Minister-Counselor at the Dominican Republic Embassy in Washington, DC
- In office 1947–?
- Appointed by: Rafael Trujillo

Consul-General of the Dominican Republic to Miami, United States
- In office 1946–1947
- Appointed by: Rafael Trujillo
- Vice consul: Ramón Lovatón Pittaluga
- Preceded by: Germán Emilio Ornes Coiscou
- Succeeded by: José María Pichardo Brache

First Secretary of the Legation of the Dominican Republic in Cuba
- In office 1946–1946
- Appointed by: Rafael Trujillo

Consul of the Dominican Republic to Miami, United States
- In office 1942–1946
- Appointed by: Manuel Troncoso de la Concha

Personal details
- Born: 1 January 1904 Puerto Plata, Dominican Republic
- Died: 15 September 1967 (aged 63) Santo Domingo, Dominican Republic
- Citizenship: Dominican Republic
- Spouse: Ligia Malvina Henríquez
- Parents: José María Nouel (father); Grace Simpson (mother);

= José María Nouel Simpson =

Dominican diplomat (1904–1967)

José María Nouel Simpson (1 January 1904–15 September 1967) was a Dominican diplomat.

== Early life and family ==
José María Nouel Simpson was born in Puerto Plata, Dominican Republic on 1 January 1904, and was baptised in the local Roman Catholic Church parish on 1 February 1904.

Nouel Simpson was the son of Dominican lawyer and politician José María Nouel Bobadilla and his American wife Grace Simpson. His mother was born in Puerto Plata, Dominican Republic but as a daughter of a US diplomat she was born without Dominican citizenship per customary international law.
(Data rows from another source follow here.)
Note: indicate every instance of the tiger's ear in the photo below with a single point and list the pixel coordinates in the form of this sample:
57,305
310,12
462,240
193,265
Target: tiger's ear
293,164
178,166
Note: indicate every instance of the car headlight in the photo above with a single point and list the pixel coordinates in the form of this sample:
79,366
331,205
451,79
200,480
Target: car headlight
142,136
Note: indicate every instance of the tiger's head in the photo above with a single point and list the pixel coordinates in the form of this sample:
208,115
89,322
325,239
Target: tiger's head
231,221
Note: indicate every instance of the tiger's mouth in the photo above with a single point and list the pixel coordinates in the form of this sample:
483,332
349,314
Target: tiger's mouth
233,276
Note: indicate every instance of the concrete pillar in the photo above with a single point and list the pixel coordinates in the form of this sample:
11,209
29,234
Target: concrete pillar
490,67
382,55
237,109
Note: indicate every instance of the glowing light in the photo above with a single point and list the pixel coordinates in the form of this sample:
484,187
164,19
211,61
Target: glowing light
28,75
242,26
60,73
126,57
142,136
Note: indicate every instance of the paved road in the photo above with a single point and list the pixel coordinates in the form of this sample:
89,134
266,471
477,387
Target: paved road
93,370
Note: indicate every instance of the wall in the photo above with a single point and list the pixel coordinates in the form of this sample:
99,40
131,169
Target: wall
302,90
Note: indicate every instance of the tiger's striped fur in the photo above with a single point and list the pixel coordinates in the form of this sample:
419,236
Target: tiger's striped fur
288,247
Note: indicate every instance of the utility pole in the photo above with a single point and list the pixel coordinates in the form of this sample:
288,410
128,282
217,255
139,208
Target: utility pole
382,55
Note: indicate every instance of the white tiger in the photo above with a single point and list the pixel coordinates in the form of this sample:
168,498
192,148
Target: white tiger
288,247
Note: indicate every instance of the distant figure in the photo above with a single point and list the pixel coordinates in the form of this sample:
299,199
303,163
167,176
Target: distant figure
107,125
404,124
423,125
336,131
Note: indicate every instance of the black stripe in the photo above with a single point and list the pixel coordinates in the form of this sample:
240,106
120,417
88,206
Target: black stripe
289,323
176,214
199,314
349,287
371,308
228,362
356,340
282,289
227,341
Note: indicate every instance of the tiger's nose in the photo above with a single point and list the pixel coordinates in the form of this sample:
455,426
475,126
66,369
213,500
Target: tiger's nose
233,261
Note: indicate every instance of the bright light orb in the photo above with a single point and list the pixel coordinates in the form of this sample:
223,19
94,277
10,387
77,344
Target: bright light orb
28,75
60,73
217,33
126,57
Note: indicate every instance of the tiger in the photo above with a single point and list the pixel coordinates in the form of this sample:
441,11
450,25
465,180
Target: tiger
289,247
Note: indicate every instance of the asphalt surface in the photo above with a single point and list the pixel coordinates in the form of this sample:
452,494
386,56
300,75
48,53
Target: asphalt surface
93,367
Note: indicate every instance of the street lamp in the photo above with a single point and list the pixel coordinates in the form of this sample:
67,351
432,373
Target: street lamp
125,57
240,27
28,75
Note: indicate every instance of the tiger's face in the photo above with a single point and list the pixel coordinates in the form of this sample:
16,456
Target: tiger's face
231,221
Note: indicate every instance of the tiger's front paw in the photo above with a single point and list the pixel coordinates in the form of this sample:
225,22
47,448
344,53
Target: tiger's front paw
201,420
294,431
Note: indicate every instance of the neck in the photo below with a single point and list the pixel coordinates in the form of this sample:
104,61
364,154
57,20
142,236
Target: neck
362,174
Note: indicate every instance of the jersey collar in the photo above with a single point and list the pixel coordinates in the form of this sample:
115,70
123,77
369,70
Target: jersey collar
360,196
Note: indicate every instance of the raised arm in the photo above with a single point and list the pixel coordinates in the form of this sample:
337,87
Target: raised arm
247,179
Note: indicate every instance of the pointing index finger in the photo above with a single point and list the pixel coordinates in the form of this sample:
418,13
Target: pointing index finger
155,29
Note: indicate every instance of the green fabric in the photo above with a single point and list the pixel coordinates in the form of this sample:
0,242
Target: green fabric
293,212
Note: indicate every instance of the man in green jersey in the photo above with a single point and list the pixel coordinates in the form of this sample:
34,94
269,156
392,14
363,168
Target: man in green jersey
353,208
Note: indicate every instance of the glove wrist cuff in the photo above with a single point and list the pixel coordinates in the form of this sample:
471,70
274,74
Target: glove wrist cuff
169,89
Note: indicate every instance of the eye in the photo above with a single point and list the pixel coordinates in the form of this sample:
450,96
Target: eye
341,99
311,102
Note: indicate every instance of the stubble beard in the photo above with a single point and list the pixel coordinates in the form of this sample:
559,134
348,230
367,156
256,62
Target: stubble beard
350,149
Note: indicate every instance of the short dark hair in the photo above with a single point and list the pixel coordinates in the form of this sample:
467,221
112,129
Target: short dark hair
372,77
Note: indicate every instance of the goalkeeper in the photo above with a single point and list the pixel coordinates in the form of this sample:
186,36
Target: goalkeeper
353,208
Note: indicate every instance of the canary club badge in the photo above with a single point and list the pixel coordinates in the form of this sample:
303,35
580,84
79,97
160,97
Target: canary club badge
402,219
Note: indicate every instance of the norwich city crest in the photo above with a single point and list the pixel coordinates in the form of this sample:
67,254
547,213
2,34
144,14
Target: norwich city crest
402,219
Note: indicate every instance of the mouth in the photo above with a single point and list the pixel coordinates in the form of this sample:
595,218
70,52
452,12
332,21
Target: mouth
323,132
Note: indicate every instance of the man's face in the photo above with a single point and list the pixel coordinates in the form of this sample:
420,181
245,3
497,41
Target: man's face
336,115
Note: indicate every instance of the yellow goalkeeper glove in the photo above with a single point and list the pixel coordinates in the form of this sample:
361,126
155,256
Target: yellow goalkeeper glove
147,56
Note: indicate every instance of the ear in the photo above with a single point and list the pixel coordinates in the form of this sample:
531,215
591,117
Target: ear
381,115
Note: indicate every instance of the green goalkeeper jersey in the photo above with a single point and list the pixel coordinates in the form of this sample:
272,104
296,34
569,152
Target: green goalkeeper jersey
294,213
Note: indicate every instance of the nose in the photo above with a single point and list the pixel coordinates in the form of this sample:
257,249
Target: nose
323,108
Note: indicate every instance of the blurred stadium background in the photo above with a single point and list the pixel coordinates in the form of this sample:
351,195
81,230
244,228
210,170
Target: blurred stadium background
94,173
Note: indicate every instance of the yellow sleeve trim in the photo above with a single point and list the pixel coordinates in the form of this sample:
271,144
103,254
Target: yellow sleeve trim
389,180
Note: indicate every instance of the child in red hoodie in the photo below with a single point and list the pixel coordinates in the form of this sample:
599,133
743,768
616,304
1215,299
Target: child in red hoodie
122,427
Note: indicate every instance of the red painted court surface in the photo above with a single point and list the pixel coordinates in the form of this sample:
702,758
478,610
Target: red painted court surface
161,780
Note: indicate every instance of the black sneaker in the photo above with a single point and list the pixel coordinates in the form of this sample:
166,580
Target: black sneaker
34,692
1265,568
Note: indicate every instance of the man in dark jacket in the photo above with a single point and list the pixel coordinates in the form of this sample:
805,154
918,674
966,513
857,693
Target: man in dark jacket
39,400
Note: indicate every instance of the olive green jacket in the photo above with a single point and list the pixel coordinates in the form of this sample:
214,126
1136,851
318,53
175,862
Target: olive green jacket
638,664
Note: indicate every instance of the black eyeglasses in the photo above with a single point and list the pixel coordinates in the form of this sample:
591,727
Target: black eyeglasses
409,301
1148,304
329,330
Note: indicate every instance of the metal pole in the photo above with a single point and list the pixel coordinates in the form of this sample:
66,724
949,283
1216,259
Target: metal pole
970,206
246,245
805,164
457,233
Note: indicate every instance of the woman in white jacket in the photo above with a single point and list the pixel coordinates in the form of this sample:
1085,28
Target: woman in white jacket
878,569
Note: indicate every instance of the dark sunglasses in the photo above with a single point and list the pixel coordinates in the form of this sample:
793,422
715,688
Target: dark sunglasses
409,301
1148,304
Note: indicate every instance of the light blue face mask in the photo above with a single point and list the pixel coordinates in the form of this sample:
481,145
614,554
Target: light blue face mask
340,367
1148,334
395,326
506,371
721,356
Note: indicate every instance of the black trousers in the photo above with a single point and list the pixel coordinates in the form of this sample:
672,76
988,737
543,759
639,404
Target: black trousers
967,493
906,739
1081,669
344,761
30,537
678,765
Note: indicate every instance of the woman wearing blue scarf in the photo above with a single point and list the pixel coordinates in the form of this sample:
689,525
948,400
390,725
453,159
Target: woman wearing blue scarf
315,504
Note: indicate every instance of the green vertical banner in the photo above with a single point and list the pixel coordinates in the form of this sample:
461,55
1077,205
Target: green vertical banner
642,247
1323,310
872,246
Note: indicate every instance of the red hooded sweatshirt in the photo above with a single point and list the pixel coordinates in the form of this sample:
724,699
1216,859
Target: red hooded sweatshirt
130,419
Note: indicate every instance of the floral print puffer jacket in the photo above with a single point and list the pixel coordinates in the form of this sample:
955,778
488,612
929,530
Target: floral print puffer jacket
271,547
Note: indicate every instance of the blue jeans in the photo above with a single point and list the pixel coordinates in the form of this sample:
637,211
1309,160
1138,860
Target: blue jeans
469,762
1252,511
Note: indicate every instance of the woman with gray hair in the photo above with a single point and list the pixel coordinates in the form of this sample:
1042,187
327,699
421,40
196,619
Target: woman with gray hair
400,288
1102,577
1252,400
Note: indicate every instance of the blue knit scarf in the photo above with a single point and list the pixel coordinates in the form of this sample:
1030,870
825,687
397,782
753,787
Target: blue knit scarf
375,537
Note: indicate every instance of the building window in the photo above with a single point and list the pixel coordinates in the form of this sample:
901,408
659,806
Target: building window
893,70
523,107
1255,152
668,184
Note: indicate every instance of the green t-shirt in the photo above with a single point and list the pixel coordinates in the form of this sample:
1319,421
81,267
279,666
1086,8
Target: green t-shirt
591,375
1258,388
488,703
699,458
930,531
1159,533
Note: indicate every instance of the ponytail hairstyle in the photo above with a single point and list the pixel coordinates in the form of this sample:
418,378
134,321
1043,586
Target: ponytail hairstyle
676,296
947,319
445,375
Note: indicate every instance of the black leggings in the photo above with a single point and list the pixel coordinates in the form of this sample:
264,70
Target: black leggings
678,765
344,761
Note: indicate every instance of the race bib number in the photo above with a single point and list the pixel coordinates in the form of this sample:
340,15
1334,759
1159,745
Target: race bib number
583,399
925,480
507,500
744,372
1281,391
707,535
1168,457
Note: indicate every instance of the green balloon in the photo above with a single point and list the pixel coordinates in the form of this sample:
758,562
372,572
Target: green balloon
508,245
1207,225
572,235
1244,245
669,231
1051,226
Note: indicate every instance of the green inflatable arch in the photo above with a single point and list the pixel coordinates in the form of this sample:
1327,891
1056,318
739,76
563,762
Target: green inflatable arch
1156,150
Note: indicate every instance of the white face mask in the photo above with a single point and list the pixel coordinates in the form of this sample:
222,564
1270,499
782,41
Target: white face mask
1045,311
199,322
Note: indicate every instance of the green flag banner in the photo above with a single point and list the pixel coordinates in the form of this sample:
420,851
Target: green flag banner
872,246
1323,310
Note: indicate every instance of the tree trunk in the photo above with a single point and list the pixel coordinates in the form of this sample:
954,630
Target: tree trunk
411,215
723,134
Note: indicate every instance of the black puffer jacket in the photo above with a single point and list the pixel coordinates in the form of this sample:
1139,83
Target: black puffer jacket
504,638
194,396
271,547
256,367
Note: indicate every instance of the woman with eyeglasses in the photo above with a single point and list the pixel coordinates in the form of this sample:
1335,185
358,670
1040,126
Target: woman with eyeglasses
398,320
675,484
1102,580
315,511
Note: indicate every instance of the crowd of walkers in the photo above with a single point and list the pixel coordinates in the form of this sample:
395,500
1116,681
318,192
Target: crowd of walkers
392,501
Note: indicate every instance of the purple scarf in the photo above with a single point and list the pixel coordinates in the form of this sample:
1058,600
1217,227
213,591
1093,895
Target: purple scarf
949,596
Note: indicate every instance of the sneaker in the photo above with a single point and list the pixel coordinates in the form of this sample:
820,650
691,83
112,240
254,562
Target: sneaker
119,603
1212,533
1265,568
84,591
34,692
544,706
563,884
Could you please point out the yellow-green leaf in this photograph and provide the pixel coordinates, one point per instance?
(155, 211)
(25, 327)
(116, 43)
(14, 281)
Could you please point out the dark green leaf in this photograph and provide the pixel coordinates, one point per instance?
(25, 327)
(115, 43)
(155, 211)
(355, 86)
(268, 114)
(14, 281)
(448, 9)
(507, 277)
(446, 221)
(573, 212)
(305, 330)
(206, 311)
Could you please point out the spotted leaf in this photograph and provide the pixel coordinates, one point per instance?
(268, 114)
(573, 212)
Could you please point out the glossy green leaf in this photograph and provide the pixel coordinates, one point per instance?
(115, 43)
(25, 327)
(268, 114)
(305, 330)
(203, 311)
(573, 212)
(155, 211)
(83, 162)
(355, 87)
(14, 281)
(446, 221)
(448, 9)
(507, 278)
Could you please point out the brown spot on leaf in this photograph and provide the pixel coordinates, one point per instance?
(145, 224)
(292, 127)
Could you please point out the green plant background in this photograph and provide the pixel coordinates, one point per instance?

His maternal grandparents were the American merchant Thomas Simpson (from Sag Harbor, NY), who was the United States consul in Puerto Plata from 1884 to 1905, and his Dominican wife Clementine Simpson (née Clementina Neumann y Paris), who became a US citizen by jus matrimonii because of her marriage in 1883 to the US diplomat and was herself the daughter of a German man and a French woman that had migrated in the 19th century to the Dominican Republic. His paternal grandparents were Dominican historian, lawyer and lawmaker Carlos Rafael Nouel Pierret (who was of French descent) and his wife Clemencia Bobadilla (who was half French, half Spanish).

Nouel Simpson descended from President Tomás Bobadilla, the first ruler of the Dominican Republic; also he was nephew of monsignor Adolfo Alejandro Nouel, former President of the Dominican Republic.

== Career ==
In March 1937, Nouel Simpson co-founded the "President Trujillo" University Guard (GUPT), a pro-dictatorship paramilitary group at the University of Santo Domingo.

In 1942, Nouel Simpson was Consul to Miami, he was briefly First Secretary of the Legation of the Dominican Republic in Cuba in January 1946, and later in April of that year Nouel Simpson became Consul-General to Miami, United States.

Nouel Simpson served as secretary of the Dominican delegation to the San Francisco Conference in 1945. In March of 1947, he was appointed Minister-Counselor at the Dominican Republic Embassy in the U.S. capital.

== Private life and family ==
In 1939 Nouel Simpson married Ligia Malvina Henríquez Mon (1917–2010), the daughter of Gustavo Henríquez Velázquez (who was grandnephew of Federico and Francisco Henríquez y Carvajal) and his wife Blanca Malvina Mon de Soto (granddaughter of 19th-century senator Faustino de Soto Noboa and great-great-granddaughter of General Ramón Santana). They had two children: José and Grace Nouel, who were both born in Miami when his father was consul, they were not born with US citizenship per customary international law. Nouel Simpson is the maternal grandfather of José Ignacio Paliza.

== Ancestry ==
Nouel Simpson belong to a notable elite family from the Dominican Republic, that had presidents, senators, ministers and consuls.